LOUISVILLE -- A federal appeals court in Washington, D.C., will hear arguments Friday in a case to decide whether Kentucky and other states can enact sweeping changes to Medicaid that include requiring some adults to prove they are working in order to keep health coverage.
It's a key event in the ongoing battle over whether states can require low-income adults, mostly those added to Medicaid through an expansion under the Affordable Care Act, to report work or volunteer hours, pay premiums or meet other new rules.
"The Oct. 11 hearing is a huge moment," said Judith Solomon, a senior fellow on health who follows Medicaid for the Center on Budget and Policy Priorities in Washington. "This is really the bellwether for all the cases."
Kentucky was the first state to win federal approval for a Medicaid overhaul including work requirements after Donald Trump became president in 2017. But more states have similar plans in the pipeline.
Medicaid, funded largely by the federal government, provides health coverage to 75 million people nationwide and about 1.3 million adults and children in Kentucky.
The federal appeals court will decide whether the Kentucky plan proposed by Republican Gov. Matt Bevin violates federal Medicaid law, as a lower court has ruled. The panel of judges also will hear an argument from Arkansas, which along with Kentucky, had its proposal for Medicaid work requirements overturned in March by a federal judge in Washington.
It is the first such challenge to reach an appeals court and has far-reaching implications. So far, 15 other states either have won approval to enact Medicaid work requirements or are seeking permission to do so from the Trump administration, which has endorsed the idea and proposes enforcing it nationwide.
Supporters argue the changes, called "community engagement" requirements, will improve health outcomes and get more people into the workforce.
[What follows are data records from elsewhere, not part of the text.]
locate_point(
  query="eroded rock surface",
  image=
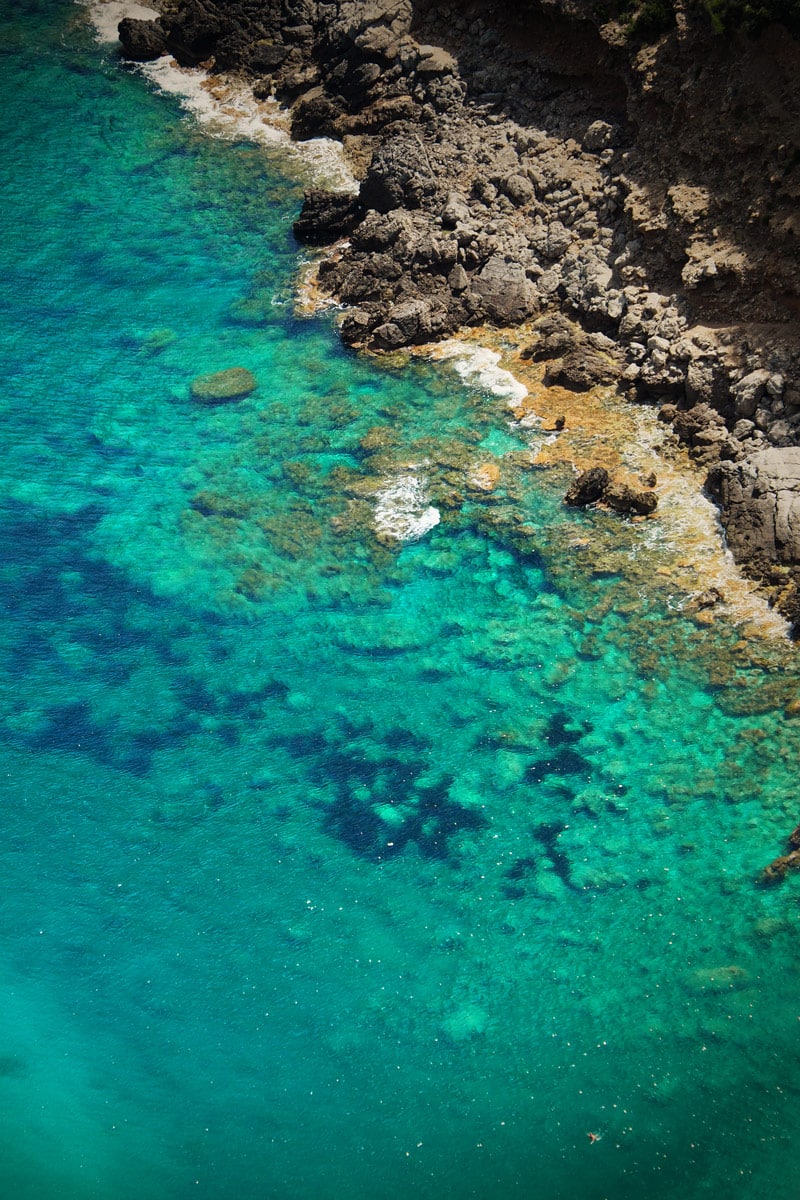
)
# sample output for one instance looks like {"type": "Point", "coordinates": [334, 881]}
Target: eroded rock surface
{"type": "Point", "coordinates": [518, 160]}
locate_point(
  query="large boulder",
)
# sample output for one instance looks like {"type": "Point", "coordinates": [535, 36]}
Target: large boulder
{"type": "Point", "coordinates": [400, 175]}
{"type": "Point", "coordinates": [588, 489]}
{"type": "Point", "coordinates": [326, 216]}
{"type": "Point", "coordinates": [505, 291]}
{"type": "Point", "coordinates": [583, 369]}
{"type": "Point", "coordinates": [223, 387]}
{"type": "Point", "coordinates": [142, 40]}
{"type": "Point", "coordinates": [761, 504]}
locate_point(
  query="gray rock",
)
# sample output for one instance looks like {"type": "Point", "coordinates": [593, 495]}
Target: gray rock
{"type": "Point", "coordinates": [600, 136]}
{"type": "Point", "coordinates": [588, 487]}
{"type": "Point", "coordinates": [505, 291]}
{"type": "Point", "coordinates": [761, 504]}
{"type": "Point", "coordinates": [326, 216]}
{"type": "Point", "coordinates": [223, 387]}
{"type": "Point", "coordinates": [749, 391]}
{"type": "Point", "coordinates": [142, 40]}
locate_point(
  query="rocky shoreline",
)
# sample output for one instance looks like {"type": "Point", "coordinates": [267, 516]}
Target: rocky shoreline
{"type": "Point", "coordinates": [633, 205]}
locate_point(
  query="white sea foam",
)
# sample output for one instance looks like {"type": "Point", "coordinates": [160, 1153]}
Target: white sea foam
{"type": "Point", "coordinates": [479, 366]}
{"type": "Point", "coordinates": [227, 107]}
{"type": "Point", "coordinates": [402, 510]}
{"type": "Point", "coordinates": [106, 16]}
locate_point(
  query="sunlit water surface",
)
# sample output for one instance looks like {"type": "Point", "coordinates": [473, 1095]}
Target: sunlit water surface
{"type": "Point", "coordinates": [340, 865]}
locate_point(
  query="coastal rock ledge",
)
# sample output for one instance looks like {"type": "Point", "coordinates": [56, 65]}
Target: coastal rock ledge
{"type": "Point", "coordinates": [638, 177]}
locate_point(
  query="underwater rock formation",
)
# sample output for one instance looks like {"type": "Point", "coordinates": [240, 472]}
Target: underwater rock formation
{"type": "Point", "coordinates": [223, 387]}
{"type": "Point", "coordinates": [522, 159]}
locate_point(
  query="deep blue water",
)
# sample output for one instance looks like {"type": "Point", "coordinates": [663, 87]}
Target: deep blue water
{"type": "Point", "coordinates": [335, 865]}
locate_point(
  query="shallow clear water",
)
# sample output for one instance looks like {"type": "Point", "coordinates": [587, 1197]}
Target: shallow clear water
{"type": "Point", "coordinates": [335, 865]}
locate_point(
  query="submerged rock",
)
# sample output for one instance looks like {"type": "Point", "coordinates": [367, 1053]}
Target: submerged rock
{"type": "Point", "coordinates": [588, 487]}
{"type": "Point", "coordinates": [223, 387]}
{"type": "Point", "coordinates": [142, 40]}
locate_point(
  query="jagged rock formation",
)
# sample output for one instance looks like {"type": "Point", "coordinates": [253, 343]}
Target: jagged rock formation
{"type": "Point", "coordinates": [524, 159]}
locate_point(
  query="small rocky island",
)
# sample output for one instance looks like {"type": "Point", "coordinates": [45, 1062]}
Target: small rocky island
{"type": "Point", "coordinates": [621, 179]}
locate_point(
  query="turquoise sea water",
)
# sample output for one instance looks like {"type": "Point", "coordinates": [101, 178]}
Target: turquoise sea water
{"type": "Point", "coordinates": [338, 867]}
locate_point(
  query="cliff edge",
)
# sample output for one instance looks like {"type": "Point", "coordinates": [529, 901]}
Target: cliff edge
{"type": "Point", "coordinates": [627, 181]}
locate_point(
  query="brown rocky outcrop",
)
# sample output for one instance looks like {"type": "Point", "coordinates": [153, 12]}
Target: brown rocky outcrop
{"type": "Point", "coordinates": [525, 157]}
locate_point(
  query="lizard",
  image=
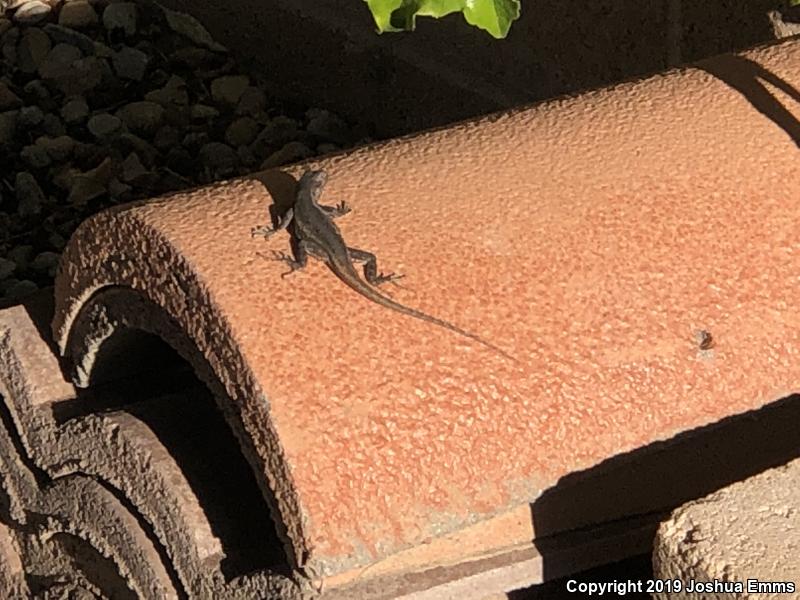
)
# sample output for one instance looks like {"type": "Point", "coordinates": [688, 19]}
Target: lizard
{"type": "Point", "coordinates": [314, 233]}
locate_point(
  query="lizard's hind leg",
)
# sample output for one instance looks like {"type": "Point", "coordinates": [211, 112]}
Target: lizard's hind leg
{"type": "Point", "coordinates": [371, 267]}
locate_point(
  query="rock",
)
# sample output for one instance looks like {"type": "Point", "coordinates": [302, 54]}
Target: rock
{"type": "Point", "coordinates": [128, 142]}
{"type": "Point", "coordinates": [291, 152]}
{"type": "Point", "coordinates": [117, 190]}
{"type": "Point", "coordinates": [29, 117]}
{"type": "Point", "coordinates": [75, 110]}
{"type": "Point", "coordinates": [21, 255]}
{"type": "Point", "coordinates": [193, 140]}
{"type": "Point", "coordinates": [52, 125]}
{"type": "Point", "coordinates": [130, 63]}
{"type": "Point", "coordinates": [132, 168]}
{"type": "Point", "coordinates": [143, 118]}
{"type": "Point", "coordinates": [77, 14]}
{"type": "Point", "coordinates": [32, 50]}
{"type": "Point", "coordinates": [8, 99]}
{"type": "Point", "coordinates": [7, 268]}
{"type": "Point", "coordinates": [8, 127]}
{"type": "Point", "coordinates": [327, 148]}
{"type": "Point", "coordinates": [104, 126]}
{"type": "Point", "coordinates": [45, 263]}
{"type": "Point", "coordinates": [180, 160]}
{"type": "Point", "coordinates": [218, 159]}
{"type": "Point", "coordinates": [279, 131]}
{"type": "Point", "coordinates": [229, 89]}
{"type": "Point", "coordinates": [90, 185]}
{"type": "Point", "coordinates": [59, 61]}
{"type": "Point", "coordinates": [241, 132]}
{"type": "Point", "coordinates": [85, 75]}
{"type": "Point", "coordinates": [30, 196]}
{"type": "Point", "coordinates": [32, 12]}
{"type": "Point", "coordinates": [58, 148]}
{"type": "Point", "coordinates": [64, 35]}
{"type": "Point", "coordinates": [195, 58]}
{"type": "Point", "coordinates": [166, 137]}
{"type": "Point", "coordinates": [38, 94]}
{"type": "Point", "coordinates": [327, 126]}
{"type": "Point", "coordinates": [56, 241]}
{"type": "Point", "coordinates": [173, 93]}
{"type": "Point", "coordinates": [252, 102]}
{"type": "Point", "coordinates": [203, 112]}
{"type": "Point", "coordinates": [21, 289]}
{"type": "Point", "coordinates": [35, 156]}
{"type": "Point", "coordinates": [120, 16]}
{"type": "Point", "coordinates": [190, 28]}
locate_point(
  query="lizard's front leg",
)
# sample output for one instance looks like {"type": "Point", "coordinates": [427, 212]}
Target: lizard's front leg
{"type": "Point", "coordinates": [266, 231]}
{"type": "Point", "coordinates": [336, 211]}
{"type": "Point", "coordinates": [371, 267]}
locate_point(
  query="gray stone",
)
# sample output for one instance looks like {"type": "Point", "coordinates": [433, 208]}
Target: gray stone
{"type": "Point", "coordinates": [29, 116]}
{"type": "Point", "coordinates": [291, 152]}
{"type": "Point", "coordinates": [104, 126]}
{"type": "Point", "coordinates": [8, 99]}
{"type": "Point", "coordinates": [21, 289]}
{"type": "Point", "coordinates": [45, 263]}
{"type": "Point", "coordinates": [77, 14]}
{"type": "Point", "coordinates": [241, 132]}
{"type": "Point", "coordinates": [59, 61]}
{"type": "Point", "coordinates": [143, 118]}
{"type": "Point", "coordinates": [229, 89]}
{"type": "Point", "coordinates": [7, 268]}
{"type": "Point", "coordinates": [130, 63]}
{"type": "Point", "coordinates": [64, 35]}
{"type": "Point", "coordinates": [32, 50]}
{"type": "Point", "coordinates": [120, 15]}
{"type": "Point", "coordinates": [30, 196]}
{"type": "Point", "coordinates": [218, 158]}
{"type": "Point", "coordinates": [75, 110]}
{"type": "Point", "coordinates": [35, 156]}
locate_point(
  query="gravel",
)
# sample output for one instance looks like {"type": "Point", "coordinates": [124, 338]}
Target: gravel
{"type": "Point", "coordinates": [103, 103]}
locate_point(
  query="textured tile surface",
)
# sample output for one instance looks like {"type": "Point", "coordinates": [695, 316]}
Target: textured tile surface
{"type": "Point", "coordinates": [593, 238]}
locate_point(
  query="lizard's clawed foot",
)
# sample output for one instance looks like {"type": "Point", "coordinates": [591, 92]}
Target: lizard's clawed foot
{"type": "Point", "coordinates": [382, 278]}
{"type": "Point", "coordinates": [289, 260]}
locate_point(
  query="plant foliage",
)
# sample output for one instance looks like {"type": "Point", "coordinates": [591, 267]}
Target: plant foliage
{"type": "Point", "coordinates": [493, 16]}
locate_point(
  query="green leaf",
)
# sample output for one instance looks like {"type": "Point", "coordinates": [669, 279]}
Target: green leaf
{"type": "Point", "coordinates": [494, 16]}
{"type": "Point", "coordinates": [382, 12]}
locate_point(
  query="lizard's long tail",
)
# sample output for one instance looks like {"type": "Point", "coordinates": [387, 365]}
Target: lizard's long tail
{"type": "Point", "coordinates": [365, 289]}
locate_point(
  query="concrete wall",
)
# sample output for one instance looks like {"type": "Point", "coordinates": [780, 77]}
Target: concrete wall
{"type": "Point", "coordinates": [325, 52]}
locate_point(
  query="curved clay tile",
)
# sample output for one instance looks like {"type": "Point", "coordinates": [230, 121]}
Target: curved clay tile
{"type": "Point", "coordinates": [633, 248]}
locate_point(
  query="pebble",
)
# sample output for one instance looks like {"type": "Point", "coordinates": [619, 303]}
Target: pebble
{"type": "Point", "coordinates": [104, 126]}
{"type": "Point", "coordinates": [21, 289]}
{"type": "Point", "coordinates": [121, 16]}
{"type": "Point", "coordinates": [45, 262]}
{"type": "Point", "coordinates": [7, 268]}
{"type": "Point", "coordinates": [142, 117]}
{"type": "Point", "coordinates": [75, 110]}
{"type": "Point", "coordinates": [8, 99]}
{"type": "Point", "coordinates": [229, 89]}
{"type": "Point", "coordinates": [111, 101]}
{"type": "Point", "coordinates": [30, 196]}
{"type": "Point", "coordinates": [77, 14]}
{"type": "Point", "coordinates": [130, 63]}
{"type": "Point", "coordinates": [32, 12]}
{"type": "Point", "coordinates": [32, 49]}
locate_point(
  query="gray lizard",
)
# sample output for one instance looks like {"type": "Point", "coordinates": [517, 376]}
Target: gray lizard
{"type": "Point", "coordinates": [314, 232]}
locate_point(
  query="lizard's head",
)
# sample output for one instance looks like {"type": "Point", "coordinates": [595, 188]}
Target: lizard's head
{"type": "Point", "coordinates": [314, 180]}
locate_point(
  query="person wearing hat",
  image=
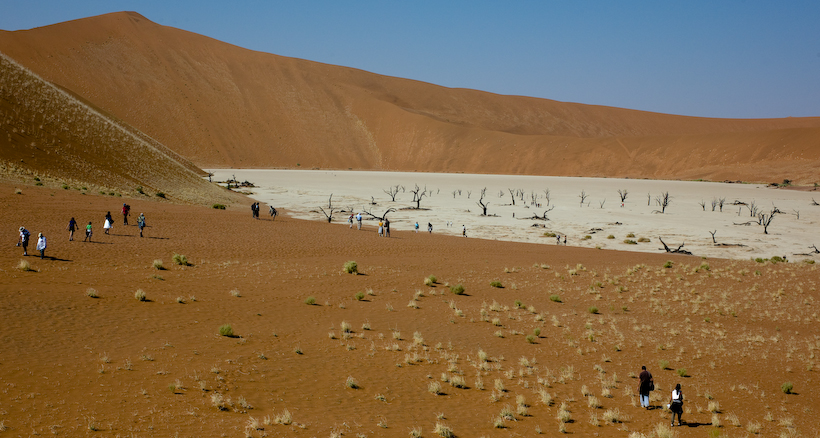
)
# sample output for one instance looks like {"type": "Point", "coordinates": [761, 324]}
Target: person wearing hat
{"type": "Point", "coordinates": [41, 245]}
{"type": "Point", "coordinates": [24, 236]}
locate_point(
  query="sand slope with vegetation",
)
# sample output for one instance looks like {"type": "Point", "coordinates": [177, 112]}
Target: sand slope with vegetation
{"type": "Point", "coordinates": [536, 339]}
{"type": "Point", "coordinates": [220, 106]}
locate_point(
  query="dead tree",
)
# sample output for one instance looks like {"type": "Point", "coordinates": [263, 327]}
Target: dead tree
{"type": "Point", "coordinates": [483, 204]}
{"type": "Point", "coordinates": [329, 213]}
{"type": "Point", "coordinates": [663, 200]}
{"type": "Point", "coordinates": [375, 216]}
{"type": "Point", "coordinates": [622, 194]}
{"type": "Point", "coordinates": [543, 217]}
{"type": "Point", "coordinates": [766, 219]}
{"type": "Point", "coordinates": [418, 194]}
{"type": "Point", "coordinates": [392, 191]}
{"type": "Point", "coordinates": [753, 209]}
{"type": "Point", "coordinates": [679, 250]}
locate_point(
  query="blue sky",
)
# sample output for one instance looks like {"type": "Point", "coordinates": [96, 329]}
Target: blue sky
{"type": "Point", "coordinates": [725, 58]}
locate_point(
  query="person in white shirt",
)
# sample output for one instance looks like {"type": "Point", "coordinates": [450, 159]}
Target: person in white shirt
{"type": "Point", "coordinates": [41, 245]}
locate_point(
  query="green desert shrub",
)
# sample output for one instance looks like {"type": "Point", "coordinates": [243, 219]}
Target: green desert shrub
{"type": "Point", "coordinates": [226, 330]}
{"type": "Point", "coordinates": [180, 259]}
{"type": "Point", "coordinates": [787, 387]}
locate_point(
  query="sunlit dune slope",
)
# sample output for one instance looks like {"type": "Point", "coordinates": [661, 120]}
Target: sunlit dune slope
{"type": "Point", "coordinates": [220, 105]}
{"type": "Point", "coordinates": [49, 134]}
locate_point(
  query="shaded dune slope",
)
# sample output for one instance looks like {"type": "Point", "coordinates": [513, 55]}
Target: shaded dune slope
{"type": "Point", "coordinates": [219, 105]}
{"type": "Point", "coordinates": [50, 134]}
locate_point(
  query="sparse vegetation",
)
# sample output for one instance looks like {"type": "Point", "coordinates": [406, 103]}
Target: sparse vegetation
{"type": "Point", "coordinates": [180, 260]}
{"type": "Point", "coordinates": [226, 330]}
{"type": "Point", "coordinates": [787, 387]}
{"type": "Point", "coordinates": [351, 267]}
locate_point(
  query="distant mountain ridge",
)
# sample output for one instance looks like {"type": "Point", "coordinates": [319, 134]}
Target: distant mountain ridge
{"type": "Point", "coordinates": [219, 105]}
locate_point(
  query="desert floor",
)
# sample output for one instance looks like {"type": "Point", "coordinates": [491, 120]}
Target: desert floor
{"type": "Point", "coordinates": [556, 347]}
{"type": "Point", "coordinates": [453, 199]}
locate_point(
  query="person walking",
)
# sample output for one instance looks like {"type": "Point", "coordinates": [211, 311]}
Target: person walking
{"type": "Point", "coordinates": [72, 225]}
{"type": "Point", "coordinates": [88, 232]}
{"type": "Point", "coordinates": [24, 238]}
{"type": "Point", "coordinates": [646, 386]}
{"type": "Point", "coordinates": [41, 245]}
{"type": "Point", "coordinates": [676, 404]}
{"type": "Point", "coordinates": [141, 222]}
{"type": "Point", "coordinates": [109, 222]}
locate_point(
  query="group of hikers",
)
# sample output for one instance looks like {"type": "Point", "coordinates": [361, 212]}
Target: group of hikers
{"type": "Point", "coordinates": [384, 225]}
{"type": "Point", "coordinates": [647, 385]}
{"type": "Point", "coordinates": [108, 225]}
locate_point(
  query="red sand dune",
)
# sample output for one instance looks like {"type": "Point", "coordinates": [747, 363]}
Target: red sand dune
{"type": "Point", "coordinates": [220, 105]}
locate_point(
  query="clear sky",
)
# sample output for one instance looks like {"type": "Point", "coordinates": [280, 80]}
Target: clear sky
{"type": "Point", "coordinates": [716, 58]}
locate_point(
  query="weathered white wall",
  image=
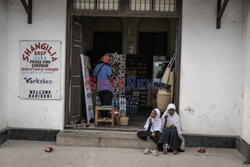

Opponents say most adults on Medicaid already are employed and the complicated new rules will cause people to lose coverage and worsen their health.
Lawyers for the U.S. Justice Department and for Bevin are asking the appeals judges to reinstate Kentucky's plan. Kentucky argues that, in Bevin's words, "it is a transformative program designed not only to stabilize the (Medicaid) program financially but to improve health outcomes and overall quality of life for its members."
"We maintain that in Kentucky, we want more than to simply give someone a Medicaid card -- we want to provide a program that focuses on improving health outcomes," said Christina Dettman, spokeswoman for the state's Cabinet for Health and Family Services, which oversees Medicaid.
But a team of health law advocates argues the plans by Kentucky and Arkansas violate federal Medicaid law, which includes no provision for work requirements, and would cause tens of thousands of people to lose health coverage with no gains in employment or improved health.
By approving the plans, the Trump administration "overturned a half-century of administrative practice, ignored swaths of social science evidence and data and threatened irreparable harm to the health and welfare of tens of thousands of people," said the response from the National Health Law Program, the Kentucky Equal Justice Center, the Southern Poverty Law Center and Legal Aid of Arkansas.
Joining them in opposing the Medicaid changes in "friend of the court" briefs are more than 60 deans, professors and researchers from top medical schools and universities around the country as well as national organizations including the American Medical Association, the Catholic Health Association and the American Academy of Pediatrics.
In court filings they said the changes will lead to "mass disenrollment" in Medicaid and "dramatically worse health outcomes."
In March, U.S. District Judge James E. Boasberg, in striking down the plans of Kentucky and Arkansas, found the states had failed to failed to prove the changes would advance a central goal of Medicaid -- to ensure health coverage to the country's most vulnerable citizens.
More recently, Boasberg struck down a New Hampshire plan for Medicaid work requirements that the Trump administration had approved. Another lawsuit challenging Indiana's Medicaid work requirements was filed recently in federal court in Washington.
Critics of the Medicaid changes argue that research shows a majority of adults covered by Medicaid already work at low-wage or part-time jobs that don't offer health insurance, such as construction, housekeeping or food service.
The Kaiser Family Foundation, a nonpartisan health policy group, reports that 63% of adults covered by Medicaid work. A majority of those not employed would be exempt from the state work requirements because of disability, caregiving duties or medical conditions, it found.
A university survey led by Dr. Benjamin Sommers, a Harvard professor of health policy and economics, and published in September by the Commonwealth Fund found that 97% of Kentucky adults covered by Medicaid already meet the proposed requirements by activities such as working or job training or because they would qualify for an exemption.
"These results indicate there may be relatively few Medicaid beneficiaries who might be compelled to work by the new policy," it said.
A decision by the three-judge panel will be an important step toward resolving the legal dispute. But it likely won't be the final word, with most observers predicting the U.S. Supreme Court will make the final call.
"I assume whoever loses will take it there," Solomon said.